La société D (ci-après » la société « ) est une société par actions simplifiée à associé unique immatriculée au registre du commerce et des sociétés de Strasbourg. Elle a pour activité l’édition de logiciels applicatifs. Elle compte entre dix et dix-neuf salariés. Elle fait partie du groupe D, qui emploie environ neuf cents personnes et qui est composé, en France, de cinq sociétés.
La société D commercialise des solutions logicielles à destination de laboratoires d’analyses médicales, appelées solutions de gestion de laboratoire. Environ trois mille laboratoires de biologie médicale privés et entre trente et cinquante laboratoires d’analyses d’établissements publics de santé sont équipés des solutions éditées par la société D.
À ce jour, cinq logiciels sont commercialisés, parmi lesquels le logiciel K. Deux solutions auparavant commercialisées par la société D B ne sont plus maintenues et sont considérées comme obsolètes, parmi lesquelles M, dont la » fin de vie » a été atteinte en septembre 2019 selon la société. Les clients utilisateurs de la solution M ont été destinataires d’un courrier adressé par la société N (ancienne dénomination de D) en 2018 pour les informer de l’ » arrêt définitif de la maintenance » de cette solution.
Pour l’utilisation des logiciels commercialisés par les sociétés D et D B, les clients font l’acquisition d’une licence. La société D B assure également des prestations d’installation, de démarrage et d’accompagnement des clients à l’utilisation du logiciel.

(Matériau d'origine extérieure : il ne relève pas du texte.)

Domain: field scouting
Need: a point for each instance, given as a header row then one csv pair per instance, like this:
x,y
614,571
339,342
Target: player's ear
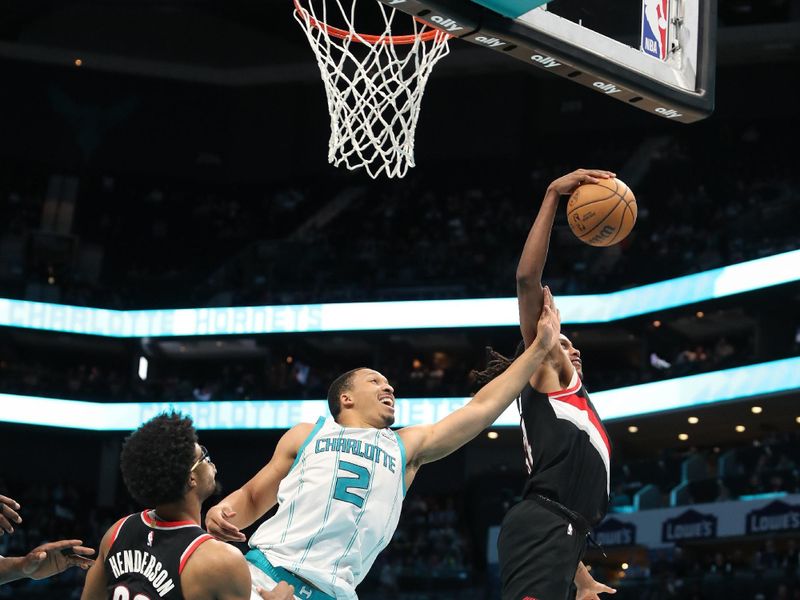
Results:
x,y
346,400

Un contrat de maintenance est en règle générale conclu pour assurer les mises à jour des solutions, lesquelles incluent notamment de nouvelles fonctionnalités et permettent de maintenir les solutions en conformité avec les normes en vigueur.
Le 23 février 2021, un article de presse intitulé » Les informations confidentielles de 500 000 patients français dérobées à des laboratoires et diffusées en ligne » a été publié par le journal Libération. Cet article faisait état de la présence sur un forum d’un lien de téléchargement vers un fichier contenant les données médico-administratives de près de 500 000 personnes : » Selon les spécialistes, la fuite est d’une ampleur inédite en France pour des données ayant trait à la santé. Le fichier en question, que » CheckNews » a pu consulter, contient l’identité complète de près d’un demi-million de Français, souvent accompagnée de données critiques. Il est apparu que les données à caractère personnel de 491 840 patients y figuraient, parmi lesquelles:
– des données d’identification : numéro de sécurité sociale, nom, prénoms, sexe, adresse postale, numéro de téléphone, adresse électronique, date de la dernière visite médicale, date de naissance;
– deux colonnes de commentaires libres contenant notamment des informations relatives aux pathologies des patients (VIH, cancers, maladies génétiques), à l’état de grossesse, aux traitements médicamenteux suivis par le patient ou encore des données génétiques ;
– des données d’identification du médecin prescripteur : nom, prénom, adresse postale, numéro de téléphone, adresse électronique ;
– des données relatives au préleveur : nom, prénom, adresse, numéro de téléphone ;
– des données relatives à la mutuelle du patient : » Id tiers payant » (suite de chiffres), adresse postale, numéro de téléphone ;
– une colonne » Identifiant SR » et une colonne » MP « , correspondant, au regard de son contenu, aux identifiants et mots de passe utilisés par le patient pour se connecter à son espace.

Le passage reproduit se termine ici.